Buerhaus named this in the 2022 podcast: "We could be experiencing a qualitative shortage of nurses, not enough nurses with all the knowledge and skill needed to take care of increasing numbers of older people who will be requiring hospitalization."¹
The pipeline is intact. The destination has changed.
Why Hospital Nurse Vacancies Persist Despite Workforce Recovery
The 2026 NSI National Health Care Retention and RN Staffing Report puts the current picture in operational terms. The average time to recruit an experienced RN is 78 days. The average hospital is running with 43 unfilled RN positions at any given time.³
The supply side has partially recovered. But the hospital-specific shortage continues, shaped now less by how many nurses exist and more by where they choose to work and how long it takes to bring them in when a position opens.

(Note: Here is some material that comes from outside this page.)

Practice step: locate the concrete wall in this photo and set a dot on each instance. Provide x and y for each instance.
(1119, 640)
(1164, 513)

When a vacancy opens, a candidate applies, clears screening, and waits. The decision belongs to a clinical leader whose day is organized around patient care, not hiring queues. Between handling staffing call-outs, patient escalations, shift coordination, and bedside coverage, hiring decisions get pushed to the next available moment. That moment rarely comes during a shift.
Most hospital hiring systems assume hiring is a desk task. For frontline clinical leaders, it is an interrupt-driven task competing against patient care in real time. The ATS notification arrives. It sits in an inbox that the nurse manager will check when the unit stabilizes. The unit rarely stabilizes on a predictable schedule. The candidate waits. After 78 days, on average, the role is filled.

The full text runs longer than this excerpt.